New York Times features OKC attractions


Friday, August 8th 2008, 8:14 pm
By: News 9


By Amy Lester, NEWS 9

OKLAHOMA CITY -- Oklahoma City made national headlines when a major newspaper focused on what the metro has to offer.

"Oklahoma City's featured in Friday's New York Times in the travel section. The full page article could help change Oklahoma City's image.

The headline read, "Oklahoma City is Booming with Oil and a New Exuberance."

"Obviously, there's a lot of momentum in Oklahoma City right now," City Manager Jim Couch said. "I thought the article captured that momentum."

The article highlighted the art museum, the culture, the friendly feel in the city, downtown, the riverfront, the city's western influence, and the NBA team.

"Publications like NY Times is very well respected and very well read, the more often we have the opportunity to appear in them, the more our word gets out," said Greater OKC Chamber President Roy Williams. "It's very positive."

The positive exposure is important because people that have not visited Oklahoma City could have the wrong impression.

"I had some friends come from the Midwest. They'd never been to Oklahoma,"resident Heather Mitchell said. "They didn't even realize just how much there was to do."

Chad Scarbrough moved recently from Seattle and is impressed by the attractions.

"Once I got here, there's a great mixture of new development and beautiful buildings, while still maintaining the old historic feel to it," Scarbrough said.

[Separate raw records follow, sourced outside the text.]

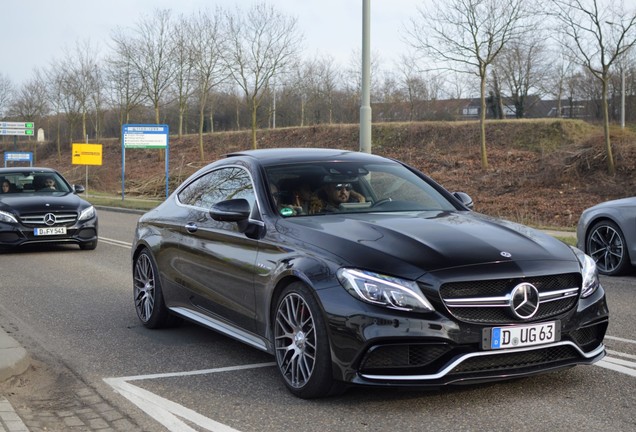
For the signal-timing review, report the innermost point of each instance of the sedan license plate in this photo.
(49, 231)
(496, 338)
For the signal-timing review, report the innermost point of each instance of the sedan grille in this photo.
(488, 302)
(41, 219)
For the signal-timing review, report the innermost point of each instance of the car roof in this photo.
(296, 155)
(7, 170)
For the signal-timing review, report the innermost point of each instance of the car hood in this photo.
(34, 202)
(622, 202)
(428, 241)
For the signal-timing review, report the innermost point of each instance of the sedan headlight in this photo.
(589, 273)
(7, 217)
(383, 290)
(87, 213)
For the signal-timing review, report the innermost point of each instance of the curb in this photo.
(14, 360)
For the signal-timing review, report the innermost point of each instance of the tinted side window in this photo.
(219, 185)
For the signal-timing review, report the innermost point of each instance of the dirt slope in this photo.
(540, 172)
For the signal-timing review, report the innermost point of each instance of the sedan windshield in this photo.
(345, 187)
(20, 182)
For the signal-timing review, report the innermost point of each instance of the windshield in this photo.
(323, 188)
(20, 182)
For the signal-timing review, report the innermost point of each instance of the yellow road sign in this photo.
(87, 154)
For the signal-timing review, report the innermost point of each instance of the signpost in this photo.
(144, 136)
(18, 157)
(17, 128)
(87, 154)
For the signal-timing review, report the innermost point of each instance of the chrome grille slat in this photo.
(488, 301)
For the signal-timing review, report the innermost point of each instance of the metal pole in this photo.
(365, 108)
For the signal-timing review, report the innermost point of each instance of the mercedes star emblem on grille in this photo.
(49, 219)
(524, 300)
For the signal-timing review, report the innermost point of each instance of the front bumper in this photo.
(379, 347)
(14, 235)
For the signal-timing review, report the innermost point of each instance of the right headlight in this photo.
(589, 273)
(383, 290)
(7, 217)
(87, 213)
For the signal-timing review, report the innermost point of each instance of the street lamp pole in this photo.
(365, 107)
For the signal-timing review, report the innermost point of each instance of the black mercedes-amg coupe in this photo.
(354, 269)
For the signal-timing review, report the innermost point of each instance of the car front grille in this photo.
(487, 302)
(38, 219)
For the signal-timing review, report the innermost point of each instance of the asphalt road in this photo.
(73, 311)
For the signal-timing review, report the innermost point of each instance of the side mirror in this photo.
(234, 210)
(464, 198)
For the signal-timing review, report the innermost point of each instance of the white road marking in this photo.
(620, 354)
(613, 364)
(167, 412)
(620, 339)
(115, 242)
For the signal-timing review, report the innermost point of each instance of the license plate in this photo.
(523, 335)
(50, 231)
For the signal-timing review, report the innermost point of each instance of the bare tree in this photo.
(262, 44)
(150, 51)
(467, 36)
(183, 53)
(600, 34)
(206, 42)
(6, 93)
(31, 102)
(557, 74)
(124, 86)
(522, 69)
(81, 79)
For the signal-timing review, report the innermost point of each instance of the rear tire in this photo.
(148, 295)
(303, 353)
(606, 244)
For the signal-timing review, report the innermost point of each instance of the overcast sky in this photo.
(36, 32)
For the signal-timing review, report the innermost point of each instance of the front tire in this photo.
(149, 303)
(301, 343)
(606, 244)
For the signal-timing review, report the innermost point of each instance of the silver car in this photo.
(607, 232)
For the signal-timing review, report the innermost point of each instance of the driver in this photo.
(338, 193)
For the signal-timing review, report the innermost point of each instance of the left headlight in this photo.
(589, 273)
(7, 217)
(383, 290)
(87, 213)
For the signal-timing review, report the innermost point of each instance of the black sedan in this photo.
(353, 269)
(37, 205)
(607, 232)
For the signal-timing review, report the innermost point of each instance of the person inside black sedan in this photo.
(335, 194)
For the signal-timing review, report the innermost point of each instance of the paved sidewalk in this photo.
(14, 360)
(9, 420)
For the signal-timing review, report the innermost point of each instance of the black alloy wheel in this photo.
(302, 347)
(149, 303)
(606, 245)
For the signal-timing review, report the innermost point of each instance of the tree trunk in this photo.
(482, 120)
(611, 169)
(254, 106)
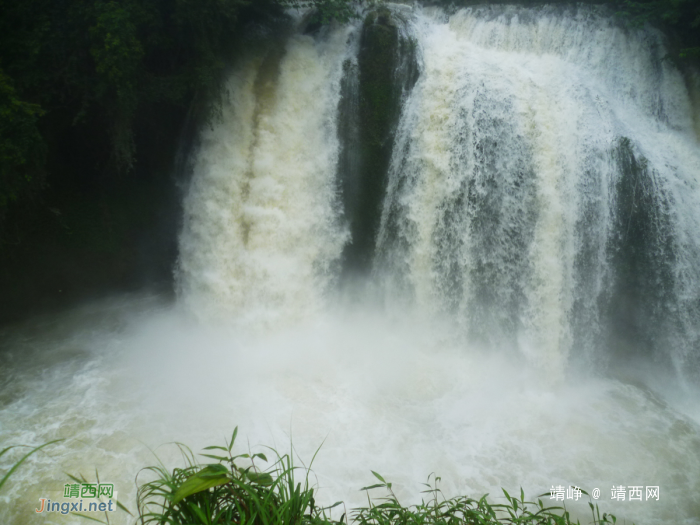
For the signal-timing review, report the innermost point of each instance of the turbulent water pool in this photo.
(527, 308)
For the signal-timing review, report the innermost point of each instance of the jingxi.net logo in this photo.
(82, 497)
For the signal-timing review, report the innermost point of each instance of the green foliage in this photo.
(21, 146)
(14, 467)
(225, 492)
(680, 18)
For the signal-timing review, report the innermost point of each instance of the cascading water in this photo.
(537, 223)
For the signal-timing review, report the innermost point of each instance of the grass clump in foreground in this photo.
(226, 493)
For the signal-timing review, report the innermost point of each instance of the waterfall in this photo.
(460, 241)
(261, 229)
(544, 186)
(531, 174)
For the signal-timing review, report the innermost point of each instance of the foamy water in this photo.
(480, 351)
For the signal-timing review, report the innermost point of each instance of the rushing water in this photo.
(530, 318)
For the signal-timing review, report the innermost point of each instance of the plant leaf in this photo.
(261, 478)
(206, 478)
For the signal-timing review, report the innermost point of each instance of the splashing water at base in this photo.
(505, 201)
(398, 397)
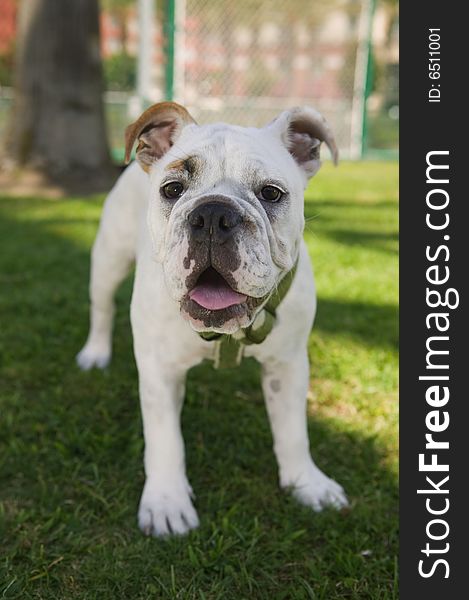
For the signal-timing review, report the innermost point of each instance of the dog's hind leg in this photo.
(112, 258)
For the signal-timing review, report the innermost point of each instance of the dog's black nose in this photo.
(214, 220)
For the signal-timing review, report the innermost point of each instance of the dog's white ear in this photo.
(302, 129)
(156, 131)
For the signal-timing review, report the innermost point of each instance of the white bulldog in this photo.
(213, 217)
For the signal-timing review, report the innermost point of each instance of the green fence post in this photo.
(170, 34)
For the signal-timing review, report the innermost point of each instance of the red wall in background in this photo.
(7, 24)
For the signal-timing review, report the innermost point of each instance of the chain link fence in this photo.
(244, 62)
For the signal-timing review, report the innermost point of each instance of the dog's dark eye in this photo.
(270, 193)
(172, 190)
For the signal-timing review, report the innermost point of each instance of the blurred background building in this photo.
(245, 61)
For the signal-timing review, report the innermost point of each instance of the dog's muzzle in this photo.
(214, 222)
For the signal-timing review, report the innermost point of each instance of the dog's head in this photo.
(226, 206)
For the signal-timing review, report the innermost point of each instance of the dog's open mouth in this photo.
(213, 305)
(213, 292)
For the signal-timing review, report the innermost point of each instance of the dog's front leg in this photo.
(166, 505)
(285, 384)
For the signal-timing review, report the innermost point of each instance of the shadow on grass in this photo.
(376, 240)
(72, 472)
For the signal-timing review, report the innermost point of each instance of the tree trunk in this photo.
(57, 124)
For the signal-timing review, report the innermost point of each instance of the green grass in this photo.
(71, 443)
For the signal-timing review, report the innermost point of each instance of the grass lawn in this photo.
(71, 444)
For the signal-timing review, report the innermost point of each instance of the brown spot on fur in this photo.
(189, 165)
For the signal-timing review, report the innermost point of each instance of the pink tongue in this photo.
(215, 295)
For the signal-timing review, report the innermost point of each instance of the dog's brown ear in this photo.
(156, 131)
(302, 130)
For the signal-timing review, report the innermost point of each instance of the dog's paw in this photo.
(318, 491)
(94, 355)
(166, 510)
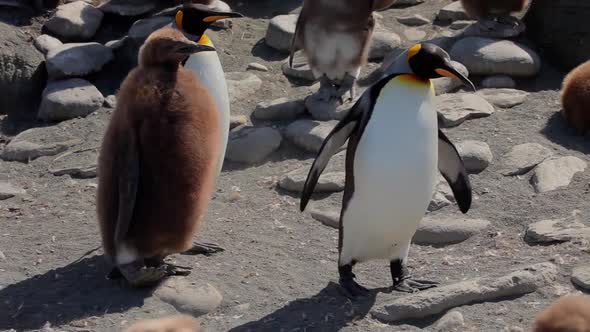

While it takes time to change the city's image, every positive article can make a difference.

"These types of articles are obviously invaluable to get the word out," Couch said. "You can't pay for htat type of coverage you get out of the New York Times."

In the pages of the New York Times, there's proof the city transformed over the past decade, but city leaders believe the best has yet to come.

"I think the next ten years is going to be even better than the last ten years," Couch said. "I really do believe we're on significant changes in Oklahoma City, and it's just the tip of the iceberg right now."